The flight was the first of five scheduled in April for the Global Hawk Pacific, or GloPac, mission of studying the atmosphere over the Pacific and Arctic oceans. The GloPac is the result of an agreement between NASA and Northrop Grumman to re-fit and maintain three Global Hawks transferred from the U.S. Air Force for use in high-altitude, long-duration Earth science missions.

Operators pre-programmed a flight path for the GloPac, staying in contact through satellite and line-of-site communications links to a ground control station at Dryden Flight Research Center in the Mojave Desert.

"The Global Hawk is a revolutionary aircraft for science...No other science platform provides the range and time to sample rapidly evolving atmospheric phenomena," said Paul Newman, Co-mission Scientist for GloPac and an atmospheric scientist from the Goddard Space Flight Center. "This mission is our first opportunity to demonstrate the unique capabilities of this plane, while gathering atmospheric data in a region that is poorly sampled."

As part of its mission, the plane carries 11 instruments to sample the chemical composition of the troposphere and stratosphere.
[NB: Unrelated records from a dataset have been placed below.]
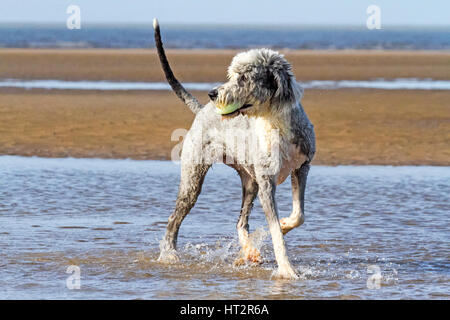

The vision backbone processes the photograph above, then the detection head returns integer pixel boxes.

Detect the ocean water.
[0,156,450,299]
[0,78,450,91]
[0,24,450,50]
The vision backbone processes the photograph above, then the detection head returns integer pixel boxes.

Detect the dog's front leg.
[158,163,210,263]
[280,163,310,234]
[257,175,299,279]
[234,172,261,265]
Researchers will be directly measuring and sampling greenhouse gases, ozone-depleting substances, aerosols, and constituents of air quality. The instruments profile the dynamics and meteorology of both layers and observe the distribution of clouds and aerosol particles.

One instrument in particular onboard to measure ozone "works by taking a stream of air from outside the plane and passing it into the body of the instrument," said Newman. "The air flows between a lamp that emits ultraviolet radiation and a UV detector. Because ozone strongly absorbs UV, if there is more ozone in the air, then there is less UV at the detector. If there is less ozone in the air stream, then more UV is detected."

Project scientists expect to take observations from the equator north to the Arctic Circle and west of Hawaii. During its first flight the aircraft flew approximately 4500 nmi along a flight path that took it just south of Alaska's Kodiak Island. The flight lasted just over 14 hours and flew up to 60,900 ft. The mission is a joint project with the National Oceanic and Atmospheric Administration (NOAA).

Although the plane is designed to fly on its own, pilots can change its course or altitude based on interesting atmospheric phenomena ahead. 

"The Global Hawk is a fantastic platform because it gives us expanded access to the atmosphere beyond what we have with piloted aircraft," said David Fahey, Co-mission Scientist and a research physicist at NOAA's Earth System Research Laboratory. "We can go to regions we couldn't reach or go to previously explored regions and study them for extended periods that are impossible with conventional planes."

As an added benefit, the timing of GloPac flights should allow scientists to observe the breakup of the polar vortex. The vortex is a large-scale cyclone in the upper troposphere and lower stratosphere that dominates winter weather patterns around the Arctic and is particularly important for understanding ozone depletion in the Northern Hemisphere, according to the researchers.

Scientists also expect to gather high-altitude data between 45,000 and 65,000 ft, where many greenhouse gases and ozone-depleting substances are destroyed. They will measure dust, smoke, and pollution that cross the Pacific from Asia and Siberia and affect U.S. air quality.

"I imagine that in the future there will be fleets of these aircraft probing our atmosphere and providing information for weather forecasting, hurricane reconnaissance, ozone depletion, and climate change," said Newman.

The Global Hawk will make several flights directly under the path of NASA's Aura satellite and other "A-train" Earth-observing satellites, "allowing us to calibrate and confirm what we see from space," said Newman. GloPac is specifically being conducted in conjunction with NASA's Aura Validation Experiment.

The GloPac mission includes more than 130 researchers and technicians from NASA's Goddard, Dryden, Jet Propulsion Laboratory, and Ames Research Center. Also involved are NOAA's Earth System Research Laboratory; the University of California, Santa Cruz; Droplet Measurement Technologies; and the University of Denver.